I dialed the number for ATOM, the OPSO, and was relieved when he answered the phone.
“Hey, boss, it’s T-BONE.”
There was silence for a moment as he paused before asking, “Everything all right? You left abruptly after the General’s meeting, and someone said you went to medical. Where are you?”
“Parris Island Dental,” I informed him.
ATOM responded with a colorful enough response that clearly conveyed in Marine Corps fashion that he was genuinely worried about me.
“Dental? Well, thank God. For a minute there, you had me thinking you had cancer or some other shit like that.”
“Ironically, I do have cancer, ATOM.”
“You what, T-BONE?”
“I do have cancer, ATOM, and we will need to talk more about it in person. But I need to get back with DOC now.

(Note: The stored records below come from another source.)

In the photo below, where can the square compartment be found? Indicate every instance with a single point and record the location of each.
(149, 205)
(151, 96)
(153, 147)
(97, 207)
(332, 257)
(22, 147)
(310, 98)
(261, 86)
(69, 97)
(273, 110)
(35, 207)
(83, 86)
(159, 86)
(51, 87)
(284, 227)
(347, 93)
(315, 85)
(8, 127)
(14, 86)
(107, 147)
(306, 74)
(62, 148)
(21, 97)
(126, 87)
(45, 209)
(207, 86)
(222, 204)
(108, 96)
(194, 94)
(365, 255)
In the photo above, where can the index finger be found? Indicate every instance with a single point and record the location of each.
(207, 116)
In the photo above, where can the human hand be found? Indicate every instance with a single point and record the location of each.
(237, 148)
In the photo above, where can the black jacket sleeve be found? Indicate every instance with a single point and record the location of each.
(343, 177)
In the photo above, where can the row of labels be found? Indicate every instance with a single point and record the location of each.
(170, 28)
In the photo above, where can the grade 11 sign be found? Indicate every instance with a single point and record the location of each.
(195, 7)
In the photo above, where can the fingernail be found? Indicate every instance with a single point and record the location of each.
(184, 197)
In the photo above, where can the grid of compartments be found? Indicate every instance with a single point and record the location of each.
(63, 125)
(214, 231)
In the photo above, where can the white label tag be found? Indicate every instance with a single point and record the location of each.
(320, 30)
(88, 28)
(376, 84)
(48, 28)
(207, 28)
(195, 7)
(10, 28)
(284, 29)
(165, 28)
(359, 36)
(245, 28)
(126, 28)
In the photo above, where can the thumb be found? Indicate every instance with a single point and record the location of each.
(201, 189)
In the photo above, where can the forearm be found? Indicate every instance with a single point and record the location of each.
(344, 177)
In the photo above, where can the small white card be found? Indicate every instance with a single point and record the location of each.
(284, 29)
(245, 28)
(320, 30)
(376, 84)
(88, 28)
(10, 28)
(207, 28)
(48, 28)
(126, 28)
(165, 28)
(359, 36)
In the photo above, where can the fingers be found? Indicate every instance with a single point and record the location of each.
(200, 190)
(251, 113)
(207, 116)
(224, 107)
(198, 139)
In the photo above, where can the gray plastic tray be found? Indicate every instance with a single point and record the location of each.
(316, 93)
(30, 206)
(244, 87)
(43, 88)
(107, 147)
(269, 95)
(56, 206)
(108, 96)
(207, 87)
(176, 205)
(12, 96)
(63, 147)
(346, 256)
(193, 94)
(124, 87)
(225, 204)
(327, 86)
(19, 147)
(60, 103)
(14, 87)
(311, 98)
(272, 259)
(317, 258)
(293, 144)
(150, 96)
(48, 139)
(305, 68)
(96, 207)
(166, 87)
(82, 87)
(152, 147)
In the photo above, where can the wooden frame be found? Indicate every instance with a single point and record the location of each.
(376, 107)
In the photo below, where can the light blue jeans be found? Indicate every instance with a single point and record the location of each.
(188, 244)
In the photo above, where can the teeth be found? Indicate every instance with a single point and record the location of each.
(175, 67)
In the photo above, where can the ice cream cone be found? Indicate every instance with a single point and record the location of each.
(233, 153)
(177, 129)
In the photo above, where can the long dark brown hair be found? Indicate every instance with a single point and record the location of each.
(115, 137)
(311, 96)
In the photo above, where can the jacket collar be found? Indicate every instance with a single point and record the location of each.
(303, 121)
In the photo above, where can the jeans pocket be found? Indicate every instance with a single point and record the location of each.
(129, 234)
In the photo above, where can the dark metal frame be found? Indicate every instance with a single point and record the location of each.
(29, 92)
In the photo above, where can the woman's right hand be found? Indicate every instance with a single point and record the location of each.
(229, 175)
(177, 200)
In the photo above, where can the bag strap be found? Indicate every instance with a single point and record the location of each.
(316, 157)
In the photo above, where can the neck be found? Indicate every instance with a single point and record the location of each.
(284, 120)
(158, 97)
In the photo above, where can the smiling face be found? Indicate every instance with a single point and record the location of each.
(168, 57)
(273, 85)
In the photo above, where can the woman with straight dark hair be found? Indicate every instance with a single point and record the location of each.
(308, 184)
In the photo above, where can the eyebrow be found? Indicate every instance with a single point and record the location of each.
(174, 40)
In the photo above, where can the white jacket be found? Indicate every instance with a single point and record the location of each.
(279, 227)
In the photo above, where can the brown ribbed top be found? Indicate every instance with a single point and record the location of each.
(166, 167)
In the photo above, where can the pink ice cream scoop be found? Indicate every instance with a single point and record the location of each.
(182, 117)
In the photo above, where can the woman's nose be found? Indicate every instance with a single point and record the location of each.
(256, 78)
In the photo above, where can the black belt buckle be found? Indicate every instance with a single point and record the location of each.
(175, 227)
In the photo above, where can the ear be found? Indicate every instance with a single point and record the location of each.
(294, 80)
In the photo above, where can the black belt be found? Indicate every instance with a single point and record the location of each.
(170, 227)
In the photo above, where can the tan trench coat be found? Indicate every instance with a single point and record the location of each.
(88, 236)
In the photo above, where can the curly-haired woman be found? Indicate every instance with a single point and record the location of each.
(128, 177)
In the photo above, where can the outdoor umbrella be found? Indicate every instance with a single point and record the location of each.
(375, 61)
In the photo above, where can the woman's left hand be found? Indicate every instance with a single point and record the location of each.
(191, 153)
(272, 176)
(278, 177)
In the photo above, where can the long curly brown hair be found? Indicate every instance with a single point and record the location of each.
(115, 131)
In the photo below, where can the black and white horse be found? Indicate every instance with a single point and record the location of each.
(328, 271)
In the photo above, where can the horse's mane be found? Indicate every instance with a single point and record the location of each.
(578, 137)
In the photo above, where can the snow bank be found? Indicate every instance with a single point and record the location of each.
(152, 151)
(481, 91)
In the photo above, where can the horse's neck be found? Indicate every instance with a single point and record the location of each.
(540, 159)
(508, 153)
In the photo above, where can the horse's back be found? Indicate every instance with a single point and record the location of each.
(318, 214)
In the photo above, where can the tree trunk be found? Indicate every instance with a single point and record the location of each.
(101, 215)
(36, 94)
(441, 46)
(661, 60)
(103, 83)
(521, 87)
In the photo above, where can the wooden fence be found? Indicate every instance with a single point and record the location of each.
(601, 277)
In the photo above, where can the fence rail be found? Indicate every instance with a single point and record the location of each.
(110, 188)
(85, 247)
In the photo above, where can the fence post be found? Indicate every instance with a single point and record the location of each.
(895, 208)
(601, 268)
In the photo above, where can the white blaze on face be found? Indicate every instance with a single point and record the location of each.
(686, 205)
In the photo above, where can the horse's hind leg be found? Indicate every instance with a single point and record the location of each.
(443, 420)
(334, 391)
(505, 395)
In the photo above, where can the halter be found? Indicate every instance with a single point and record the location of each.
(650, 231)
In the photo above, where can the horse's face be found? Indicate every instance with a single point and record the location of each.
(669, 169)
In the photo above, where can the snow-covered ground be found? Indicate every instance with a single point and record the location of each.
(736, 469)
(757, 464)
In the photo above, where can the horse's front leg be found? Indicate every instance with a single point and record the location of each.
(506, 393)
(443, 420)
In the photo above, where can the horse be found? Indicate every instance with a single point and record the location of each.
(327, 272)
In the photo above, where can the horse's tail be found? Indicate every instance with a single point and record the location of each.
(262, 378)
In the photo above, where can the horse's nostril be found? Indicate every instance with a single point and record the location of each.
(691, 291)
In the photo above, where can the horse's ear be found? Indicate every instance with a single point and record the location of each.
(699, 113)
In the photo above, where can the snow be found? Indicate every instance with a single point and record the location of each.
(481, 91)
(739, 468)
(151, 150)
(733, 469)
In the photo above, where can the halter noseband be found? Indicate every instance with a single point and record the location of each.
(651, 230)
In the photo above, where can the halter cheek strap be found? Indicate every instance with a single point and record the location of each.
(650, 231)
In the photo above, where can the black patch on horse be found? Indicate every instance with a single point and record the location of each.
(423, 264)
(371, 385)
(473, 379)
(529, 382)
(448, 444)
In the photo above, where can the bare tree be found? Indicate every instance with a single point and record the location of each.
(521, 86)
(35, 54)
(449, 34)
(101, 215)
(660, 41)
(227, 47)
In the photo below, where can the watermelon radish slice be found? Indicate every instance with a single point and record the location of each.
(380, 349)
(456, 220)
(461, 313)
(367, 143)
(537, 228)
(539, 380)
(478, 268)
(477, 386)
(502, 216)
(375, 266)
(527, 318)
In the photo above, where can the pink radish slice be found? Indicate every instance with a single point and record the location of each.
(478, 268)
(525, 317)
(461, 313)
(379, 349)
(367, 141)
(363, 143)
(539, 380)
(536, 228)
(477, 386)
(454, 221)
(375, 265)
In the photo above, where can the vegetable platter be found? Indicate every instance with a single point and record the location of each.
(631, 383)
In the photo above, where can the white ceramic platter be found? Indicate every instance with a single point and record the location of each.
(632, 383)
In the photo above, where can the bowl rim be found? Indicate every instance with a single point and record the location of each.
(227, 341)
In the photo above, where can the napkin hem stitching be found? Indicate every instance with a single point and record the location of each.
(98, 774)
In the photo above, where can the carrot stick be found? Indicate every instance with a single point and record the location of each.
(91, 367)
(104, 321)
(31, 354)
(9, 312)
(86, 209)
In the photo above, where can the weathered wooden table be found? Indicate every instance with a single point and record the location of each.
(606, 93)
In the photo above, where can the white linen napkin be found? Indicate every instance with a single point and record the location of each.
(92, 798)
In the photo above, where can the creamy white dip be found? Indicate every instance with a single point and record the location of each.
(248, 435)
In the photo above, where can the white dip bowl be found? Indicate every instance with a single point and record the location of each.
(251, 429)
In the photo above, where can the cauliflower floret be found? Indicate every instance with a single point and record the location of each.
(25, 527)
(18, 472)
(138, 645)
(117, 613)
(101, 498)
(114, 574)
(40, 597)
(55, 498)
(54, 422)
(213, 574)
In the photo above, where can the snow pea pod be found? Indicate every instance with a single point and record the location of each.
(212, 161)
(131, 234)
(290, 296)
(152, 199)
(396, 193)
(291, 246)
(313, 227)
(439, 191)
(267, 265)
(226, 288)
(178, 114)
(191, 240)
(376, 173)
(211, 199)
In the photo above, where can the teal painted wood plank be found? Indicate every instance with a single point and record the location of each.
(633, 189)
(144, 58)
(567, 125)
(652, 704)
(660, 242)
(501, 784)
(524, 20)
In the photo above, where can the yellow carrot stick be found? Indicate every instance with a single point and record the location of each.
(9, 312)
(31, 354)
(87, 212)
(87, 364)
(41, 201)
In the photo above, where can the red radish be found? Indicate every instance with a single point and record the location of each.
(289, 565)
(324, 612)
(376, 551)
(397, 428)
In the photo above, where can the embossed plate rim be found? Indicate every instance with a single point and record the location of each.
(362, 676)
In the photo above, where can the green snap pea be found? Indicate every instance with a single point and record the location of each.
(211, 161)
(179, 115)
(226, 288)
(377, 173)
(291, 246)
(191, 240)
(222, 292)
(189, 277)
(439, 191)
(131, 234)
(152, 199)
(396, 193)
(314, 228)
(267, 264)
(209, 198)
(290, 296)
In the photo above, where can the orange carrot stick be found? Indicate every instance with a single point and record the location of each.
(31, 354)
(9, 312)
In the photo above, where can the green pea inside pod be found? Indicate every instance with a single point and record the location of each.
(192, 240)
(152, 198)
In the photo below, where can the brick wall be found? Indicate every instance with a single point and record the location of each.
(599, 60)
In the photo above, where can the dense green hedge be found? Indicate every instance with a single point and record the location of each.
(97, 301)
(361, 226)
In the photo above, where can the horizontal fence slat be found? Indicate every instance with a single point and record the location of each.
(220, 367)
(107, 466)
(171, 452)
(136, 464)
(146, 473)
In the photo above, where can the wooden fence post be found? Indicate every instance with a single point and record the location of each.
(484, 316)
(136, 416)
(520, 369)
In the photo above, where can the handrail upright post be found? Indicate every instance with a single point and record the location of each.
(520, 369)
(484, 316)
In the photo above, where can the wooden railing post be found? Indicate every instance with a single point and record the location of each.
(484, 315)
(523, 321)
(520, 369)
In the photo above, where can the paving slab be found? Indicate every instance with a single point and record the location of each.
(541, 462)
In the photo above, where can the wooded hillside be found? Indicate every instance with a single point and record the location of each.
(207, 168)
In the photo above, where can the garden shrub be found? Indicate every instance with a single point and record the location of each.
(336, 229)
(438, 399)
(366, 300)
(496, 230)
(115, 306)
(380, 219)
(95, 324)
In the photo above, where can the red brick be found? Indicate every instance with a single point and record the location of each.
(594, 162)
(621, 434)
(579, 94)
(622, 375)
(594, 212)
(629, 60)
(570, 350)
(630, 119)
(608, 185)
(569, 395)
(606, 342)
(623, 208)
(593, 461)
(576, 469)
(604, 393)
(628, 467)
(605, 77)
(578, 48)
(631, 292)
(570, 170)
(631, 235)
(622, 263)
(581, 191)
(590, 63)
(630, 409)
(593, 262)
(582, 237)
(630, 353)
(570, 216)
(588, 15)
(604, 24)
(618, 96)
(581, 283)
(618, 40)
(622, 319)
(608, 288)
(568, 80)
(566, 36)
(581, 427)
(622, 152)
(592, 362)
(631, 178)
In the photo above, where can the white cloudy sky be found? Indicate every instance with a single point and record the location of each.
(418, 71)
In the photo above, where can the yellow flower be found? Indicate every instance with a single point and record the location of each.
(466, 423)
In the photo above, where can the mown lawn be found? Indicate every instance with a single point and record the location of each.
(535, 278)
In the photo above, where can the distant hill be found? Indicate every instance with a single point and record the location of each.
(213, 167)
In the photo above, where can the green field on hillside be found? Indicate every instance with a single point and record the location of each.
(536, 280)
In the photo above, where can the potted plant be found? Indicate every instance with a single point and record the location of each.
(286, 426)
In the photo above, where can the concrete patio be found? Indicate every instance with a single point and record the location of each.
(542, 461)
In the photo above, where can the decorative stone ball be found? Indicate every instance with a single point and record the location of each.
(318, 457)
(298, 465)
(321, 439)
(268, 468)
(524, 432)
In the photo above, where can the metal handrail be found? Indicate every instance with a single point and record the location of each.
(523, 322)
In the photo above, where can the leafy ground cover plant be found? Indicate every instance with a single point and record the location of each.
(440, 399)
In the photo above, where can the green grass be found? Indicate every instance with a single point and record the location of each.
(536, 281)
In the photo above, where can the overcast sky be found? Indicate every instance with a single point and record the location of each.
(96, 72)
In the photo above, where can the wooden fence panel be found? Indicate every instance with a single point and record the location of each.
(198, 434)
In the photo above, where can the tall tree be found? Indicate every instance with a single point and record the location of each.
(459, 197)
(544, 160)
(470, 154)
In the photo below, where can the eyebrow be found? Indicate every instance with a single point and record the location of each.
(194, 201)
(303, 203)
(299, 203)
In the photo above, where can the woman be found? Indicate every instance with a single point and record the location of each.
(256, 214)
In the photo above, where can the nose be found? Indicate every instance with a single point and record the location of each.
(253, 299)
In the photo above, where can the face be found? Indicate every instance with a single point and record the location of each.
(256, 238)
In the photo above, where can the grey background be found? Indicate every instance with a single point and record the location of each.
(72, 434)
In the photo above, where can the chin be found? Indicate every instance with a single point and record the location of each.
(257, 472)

Please just find a replacement for tomorrow’s mission, Sir, and I’ll be in first thing in the morning to update the CO at his convenience.”
“You got it, T-BONE. I’ll inform the CO now.”
We hung up. I went back to my seat, and my oral surgeon went back to his desk. Captain Morgan must have felt I didn’t understand what was going on or the gravity of the situation. But I was a pilot, and I had immediately gone into problem-solving mode. I didn’t want our guys to lose those two days of training events, and therefore, somebody had to take those flights for me. The show must go on, even if I was grounded.
With tomorrow’s flights no longer on my mind, Doc and I covered the remaining items we needed to cover, and the conversation wrapped up fairly quickly. The Captain stood up, reaching to shake my hand. For the first time, I realized Captain Morgan was visibly upset. I didn’t know at the time, but years later I learned that my serious cancer diagnosis was the first time he had been saddled with the responsibility of breaking that kind of news to a patient in the twenty-plus years of his military medical career.
He was solemn, apologizing for the bad news he had just shared with me and continually looking down in the direction of my flight boots or the floor.
Recognizing his deep concern, I squeezed his hand good and hard as we shook—not to be disrespectful, but certainly to gain his attention. He looked up questioningly, probably wondering if I had lost my mind. Having quickly gained his full attention, I gave him the best encouragement I could.
“Doc, I’m not dead yet, and a strong will to win is second only to a deep faith in God. I have both! I will not only beat this disease, but I will fly again!”